Girl with a Pearl Earring
There are three paintings I’m going to show you now that are paintings that made me stop in my tracks and want to tell stories about them. The first one needs little introduction: “Girl with a Pearl Earring” by Johannes Vermeer, 17th-century Dutch painter. This is the most glorious painting. I first saw it when I was 19, and I immediately went out and got a poster of it, and in fact I still have that poster. 30 years later it’s hanging in my house. It’s accompanied me everywhere I’ve gone, I never tire of looking at her.
What made me stop in my tracks about her to begin with was just the gorgeous colors he uses and the light falling on her face. But I think what’s kept me still coming back year after year is another thing, and that is the look on her face, the conflicted look on her face. I can’t tell if she’s happy or sad, and I change my mind all the time. So that keeps me coming back.
One day, 16 years after I had this poster on my wall, I lay in bed and looked at her, and I suddenly thought, I wonder what the painter did to her to make her look like that. And it was the first time I’d ever thought that the expression on her face is actually reflecting how she feels about him. Always before I’d thought of it as a portrait of a girl. Now I began to think of it as a portrait of a relationship. And I thought, well, what is that relationship?
So I went to find out. I did some research and discovered, we have no idea who she is. In fact, we don’t know who any of the models in any of Vermeer’s paintings are, and we know very little about Vermeer himself. Which made me go: “Yippee! I can do whatever I want, I can come up with whatever story I want to”.
So here’s how I came up with the story. First of all, I thought, I’ve got to get her into the house. How does Vermeer know her? Well, there’ve been suggestions that she is his 12-year-old daughter. The daughter at the time was 12 when he painted the painting. And I thought, no, it’s a very intimate look, but it’s not a look a daughter gives her father. For one thing, in Dutch painting of the time, if a woman’s mouth was open, it was indicating sexual availability. It would have been inappropriate for Vermeer to paint his daughter like that.

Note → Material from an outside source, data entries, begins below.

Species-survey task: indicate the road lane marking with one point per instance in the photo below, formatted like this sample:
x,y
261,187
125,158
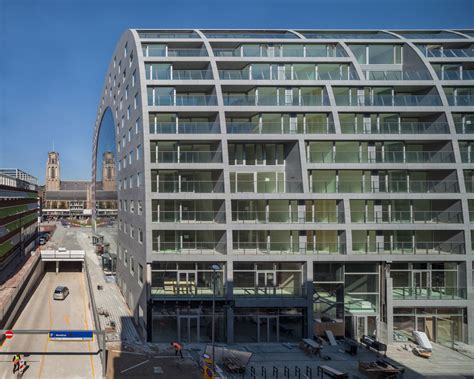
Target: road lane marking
x,y
85,320
139,364
50,313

So it’s not his daughter, but it’s somebody close to him, physically close to him. Well, who else would be in the house? A servant, a lovely servant. So, she’s in the house. How do we get her into the studio? We don’t know very much about Vermeer, but the little bits that we do know, one thing we know is that he married a Catholic woman, they lived with her mother in a house where he had his own room where he — his studio. He also had 11 children. It would have been a chaotic, noisy household. And if you’ve seen Vermeer’s paintings before, you know that they’re incredibly calm and quiet.
How does a painter paint such calm, quiet paintings with 11 kids around? Well, he compartmentalizes his life. He gets to his studio, and he says, “Nobody comes in here. Not the wife, not the kids. Okay, the maid can come in and clean.” She’s in the studio. He’s got her in the studio, they’re together. And he decides to paint her.

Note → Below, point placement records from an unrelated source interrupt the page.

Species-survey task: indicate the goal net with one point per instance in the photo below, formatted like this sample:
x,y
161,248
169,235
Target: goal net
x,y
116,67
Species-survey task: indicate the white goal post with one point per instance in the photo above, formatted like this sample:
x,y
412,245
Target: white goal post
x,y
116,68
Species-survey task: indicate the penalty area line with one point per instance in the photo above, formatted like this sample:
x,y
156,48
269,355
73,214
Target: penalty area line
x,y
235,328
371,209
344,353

He has her wear very plain clothes. Now, all of the women, or most of the women in Vermeer’s other paintings wore velvet, silk, fur, very sumptuous materials. This is very plain; the only thing that isn’t plain is her pearl earring. Now, if she’s a servant, there is no way she could afford a pair of pearl earrings. So those are not her pearl earrings. Whose are they? We happen to know, there’s a list of Catharina, the wife’s clothes. Amongst them a yellow coat with white fur, a yellow and black bodice, and you see these clothes on lots of other paintings, different women in the paintings, Vermeer’s paintings. So clearly, her clothes were lent to various different women. It’s not such a leap of faith to take that that pearl earring actually belongs to his wife.